Looking back, my experience overseas put me in a good headspace and prepared me for the NHS job I was about to enter back in the UK. In Tanzania, I learned so much about natural, physical midwifery skills that I didn’t rely on all the fancy modern equipment. Seeing how strong the women were even though they had neither pain relief nor a birth partner was a real eye-opener, too. But there they were, birthing their babies with no complaints.
When I returned to the UK and started work in September, I was still waiting for my midwifery registration — I was working as a maternity care assistant until it arrived. I was on the antenatal ward, and women were being induced or in early labour, coming to the office asking for pain relief and other comforts that we take for granted in the NHS.
I remember thinking, "I’ve just come from this place where the women are doing things independently." At that point, I realised that my whole perspective had changed. I came to understand how lucky we are to have access to the things we do for free at the point of delivery.
After my registration arrived, I did rotational work throughout the hospital departments and wards. That was my first year, and then I settled on the labour ward, where I provided more high-risk care. I also took a course on critically ill obstetric patients, where I learned to manage many complications. This led me to stay on the labour ward for a bit longer, and it helped me consolidate my skills.
I then became a labour ward coordinator for a secondment period of about eighteen months. Being in charge of the labour ward was a great experience, and I felt ready, having been qualified for four or five years at that point. But after a while, I wondered if the labour ward was where I wanted to spend the rest of my career.
There were still plenty of things I hadn’t done as a qualified midwife, so I decided to go to an assessment unit, a kind of high-risk antenatal triage unit. Around the same time, an opportunity arose for me to start a pilot scheme under the continuity of carer model (a way of ensuring each woman gets dedicated support from the same midwifery team throughout their pregnancy).
I hadn’t done much community midwifery, but I knew from my time as a student that the gold standard would be to have my own caseload of women whom I cared for throughout the antenatal and postnatal period. This was really appealing, so I built up a caseload, and I’ve been doing that for four years.

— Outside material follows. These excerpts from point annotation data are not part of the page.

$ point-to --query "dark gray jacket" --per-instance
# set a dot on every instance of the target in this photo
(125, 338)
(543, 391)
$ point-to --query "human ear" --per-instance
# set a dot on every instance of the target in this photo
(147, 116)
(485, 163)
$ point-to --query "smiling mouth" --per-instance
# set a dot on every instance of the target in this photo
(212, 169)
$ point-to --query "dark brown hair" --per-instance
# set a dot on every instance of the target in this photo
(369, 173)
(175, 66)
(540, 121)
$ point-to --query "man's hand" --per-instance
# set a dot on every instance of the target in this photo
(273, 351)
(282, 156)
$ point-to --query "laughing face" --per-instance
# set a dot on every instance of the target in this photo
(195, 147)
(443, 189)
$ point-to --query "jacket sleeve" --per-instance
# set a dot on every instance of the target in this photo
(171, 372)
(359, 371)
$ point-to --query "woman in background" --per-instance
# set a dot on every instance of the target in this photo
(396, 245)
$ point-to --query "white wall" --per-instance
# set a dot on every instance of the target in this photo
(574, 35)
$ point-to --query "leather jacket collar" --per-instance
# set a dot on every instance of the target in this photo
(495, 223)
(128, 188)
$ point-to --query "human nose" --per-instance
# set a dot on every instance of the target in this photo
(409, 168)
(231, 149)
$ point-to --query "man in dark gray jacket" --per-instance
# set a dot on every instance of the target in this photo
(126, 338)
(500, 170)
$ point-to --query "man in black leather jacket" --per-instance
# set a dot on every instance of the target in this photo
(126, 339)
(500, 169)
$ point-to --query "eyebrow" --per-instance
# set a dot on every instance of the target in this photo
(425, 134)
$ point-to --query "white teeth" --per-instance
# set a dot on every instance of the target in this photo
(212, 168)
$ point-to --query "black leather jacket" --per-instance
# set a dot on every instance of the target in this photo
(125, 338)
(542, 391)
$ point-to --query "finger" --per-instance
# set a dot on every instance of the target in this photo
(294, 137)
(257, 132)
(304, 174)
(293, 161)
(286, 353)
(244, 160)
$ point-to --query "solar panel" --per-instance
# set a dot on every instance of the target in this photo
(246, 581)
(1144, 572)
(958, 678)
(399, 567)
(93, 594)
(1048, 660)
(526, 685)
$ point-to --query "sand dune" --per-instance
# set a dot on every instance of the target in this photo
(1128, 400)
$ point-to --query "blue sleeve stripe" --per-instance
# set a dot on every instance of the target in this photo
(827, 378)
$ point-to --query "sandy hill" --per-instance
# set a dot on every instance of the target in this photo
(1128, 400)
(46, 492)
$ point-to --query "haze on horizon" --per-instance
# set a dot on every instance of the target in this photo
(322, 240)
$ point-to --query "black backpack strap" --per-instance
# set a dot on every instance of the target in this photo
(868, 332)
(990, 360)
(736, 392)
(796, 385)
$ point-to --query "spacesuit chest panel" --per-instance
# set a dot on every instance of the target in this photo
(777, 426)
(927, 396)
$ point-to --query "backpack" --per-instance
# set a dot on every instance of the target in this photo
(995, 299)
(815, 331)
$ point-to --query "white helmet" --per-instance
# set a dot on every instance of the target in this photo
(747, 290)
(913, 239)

Outside of my NHS practice, I run a business called Flourish. I provide complementary therapies to pregnant women. I currently offer aromatherapy and massage and am completing a diploma that will allow me to deliver clinical hypnosis and reflexology. My NHS trust might want to implement these complementary therapies, so I'll be in a great position to help push this through and start trialling them.
I can trace so much of where I am today back to my midwifery elective experience in Tanzania. I'm sure I wouldn't have made some of my choices without the significant perspective shift from seeing what labouring women and hospital staff had to contend with in Dar es Salaam.
The most important thing to remember if you’re considering doing your elective overseas is that Work the World will have your back the entire time. I would urge anyone to do it if they’ve got the opportunity.